But the president also acknowledged links between the Libyan attackers and al-Qaida, by saying that U.S. must guard against “groups throughout the Middle East and North Africa that aspire to do jihad and terrorist attacks.”

Libya is in North Africa — not the Middle East.

Obama’s statement was made the same day the father of one of the dead Americans charged the administration with “murder” for not providing immediate aid to the compound while it was under attack.

Obama defended his handling of the Benghazi crisis, which exploded Sept. 11 when jihadis attack the lightly fortified and poorly guarded U.S. diplomatic compound in Benghazi, Libya. The initial attack killed the ambassador and an aide.

Shortly after, the jihadis attacked a CIA compound, dubbed the “annex,” that was located one mile away. That attack killed two CIA guards.

U.S. officials were in contact with the beleaguered Americans during the attacks, and watched them via a drone. However, no aid was sent from nearby airbases in Italy. A convoy of U.S. guards and Libyan soldiers reached the annex seven hours after the attack began.

Some media reports say U.S. military support was withheld to avoid antagonizing or weakening Libya’s elected government, which is divided by tribal rivalries and is currently being pressured by Islamist political parties and their allied jihadi groups. After the attack, for example, the government didn’t provide visas to the FBI’s investigative team for several weeks.

Libya’s previous government, run by dictator Moammar Gadhafi, was overthrown in 2011 by local rebels after Obama provided high-tech  airpower.

Since the attack, Obama has repeatedly suggested it was caused by a mob of Muslims’ angry about an anti-Islamic YouTube produced in California

“The future must not belong to those who slander the prophet of Islam,” he announced at the Sept. 25 General Assembly of the United Nations.

However, there was no angry mob, and numerous intelligence reports have pinned the blame on a local jihad group — Ansar al-Sharia — that had previously been identified as an affiliate of al-Qaida’s decentralized network.

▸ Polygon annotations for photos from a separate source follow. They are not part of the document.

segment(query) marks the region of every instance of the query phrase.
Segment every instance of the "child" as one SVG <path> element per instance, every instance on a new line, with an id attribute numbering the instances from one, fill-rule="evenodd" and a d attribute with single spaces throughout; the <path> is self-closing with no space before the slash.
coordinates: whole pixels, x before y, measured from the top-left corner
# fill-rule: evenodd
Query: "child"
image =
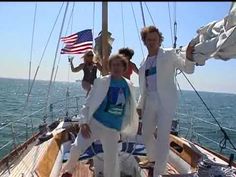
<path id="1" fill-rule="evenodd" d="M 123 55 L 113 55 L 109 59 L 110 75 L 94 81 L 81 110 L 81 130 L 63 169 L 65 176 L 72 174 L 80 154 L 99 139 L 104 151 L 104 177 L 120 177 L 120 134 L 122 137 L 135 136 L 138 130 L 134 88 L 129 80 L 122 77 L 127 67 L 128 62 Z"/>
<path id="2" fill-rule="evenodd" d="M 78 67 L 74 67 L 72 61 L 73 59 L 71 58 L 69 60 L 70 64 L 71 64 L 71 70 L 72 72 L 79 72 L 80 70 L 83 69 L 84 71 L 84 77 L 82 79 L 82 87 L 84 90 L 87 91 L 87 95 L 91 89 L 91 86 L 93 85 L 94 80 L 97 78 L 97 69 L 99 71 L 102 71 L 102 66 L 100 65 L 100 63 L 94 63 L 93 58 L 94 58 L 94 54 L 93 51 L 88 51 L 84 54 L 83 56 L 84 58 L 84 63 L 81 63 Z"/>

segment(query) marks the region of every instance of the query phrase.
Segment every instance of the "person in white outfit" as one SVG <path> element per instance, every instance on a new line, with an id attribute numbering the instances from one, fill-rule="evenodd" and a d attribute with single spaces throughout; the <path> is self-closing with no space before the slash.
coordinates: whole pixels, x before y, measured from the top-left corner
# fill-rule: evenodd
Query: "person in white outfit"
<path id="1" fill-rule="evenodd" d="M 104 151 L 104 177 L 120 177 L 118 141 L 120 135 L 132 137 L 137 134 L 137 104 L 134 87 L 122 77 L 128 67 L 126 58 L 119 54 L 111 56 L 109 67 L 111 74 L 94 81 L 81 110 L 81 130 L 63 168 L 64 176 L 72 176 L 81 153 L 92 142 L 100 140 Z"/>
<path id="2" fill-rule="evenodd" d="M 176 68 L 188 74 L 194 72 L 194 47 L 188 46 L 186 59 L 174 49 L 161 48 L 163 36 L 155 26 L 144 27 L 141 36 L 148 56 L 139 69 L 137 112 L 142 117 L 143 140 L 149 162 L 155 162 L 154 176 L 157 177 L 165 172 L 169 152 L 169 133 L 177 105 Z"/>

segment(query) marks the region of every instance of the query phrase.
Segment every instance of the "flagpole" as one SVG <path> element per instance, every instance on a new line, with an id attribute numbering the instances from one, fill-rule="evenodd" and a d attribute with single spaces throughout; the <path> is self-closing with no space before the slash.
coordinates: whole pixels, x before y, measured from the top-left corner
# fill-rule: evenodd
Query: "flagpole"
<path id="1" fill-rule="evenodd" d="M 108 2 L 102 2 L 102 75 L 108 74 Z"/>

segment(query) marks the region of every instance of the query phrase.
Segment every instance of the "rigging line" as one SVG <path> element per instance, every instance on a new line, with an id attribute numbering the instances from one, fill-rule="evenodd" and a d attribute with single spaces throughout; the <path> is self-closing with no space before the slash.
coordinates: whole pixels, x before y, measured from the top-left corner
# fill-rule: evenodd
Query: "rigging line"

Obama refuted GOP claims that the administration highlighted the video to distract attention from the compound’s lack of protection from the increasing jihadi activity in the region.

“The intelligence was coming in and evolving as more information came up,” Obama said.

“This is something the American people can take to the bank: My administration plays this stuff straight — we don’t play politics when it comes to American national security,” he insisted.

But he also downplayed military responses and emphasized law-enforcement solutions: “My biggest priority right now is bringing those folks to justice… that’s a commitment I always keep,” he said.

The one mention of “jihad” — or Islamic religious war — was overshadowed by repeated references to generic attackers, “folks” and “terrorists.”

In contrast, Gov. Mitt Romney used the Oct. 22 presidential debate to depict the attackers as “jihadists” rooted in Islam.

“The right course for us is to make sure that we go after the, the people who are leaders of these various anti-American groups and these, these jihadists, but also help the Muslim world,” Romney said.

“We’re going to have to put in place a very comprehensive and robust strategy to help the, the world of Islam and other parts of the world, reject this radical violent extremism,” Romney said, highlighting the link between Islam and terrorism.

Obama also cited and praised the extensive U.S. use of drones to kill jihadis in Pakistan and Yemen, despite opposition from some progressives and libertarians.

“We have been able to take out 20 of the 23 top al-Qaida leadership,” he said.

“What we have done is cripple their capacity to carry out homeland attacks here in the United States… we’ve an infrastructure now where we can keep putting pressure on them and that is something I’m very proud of.”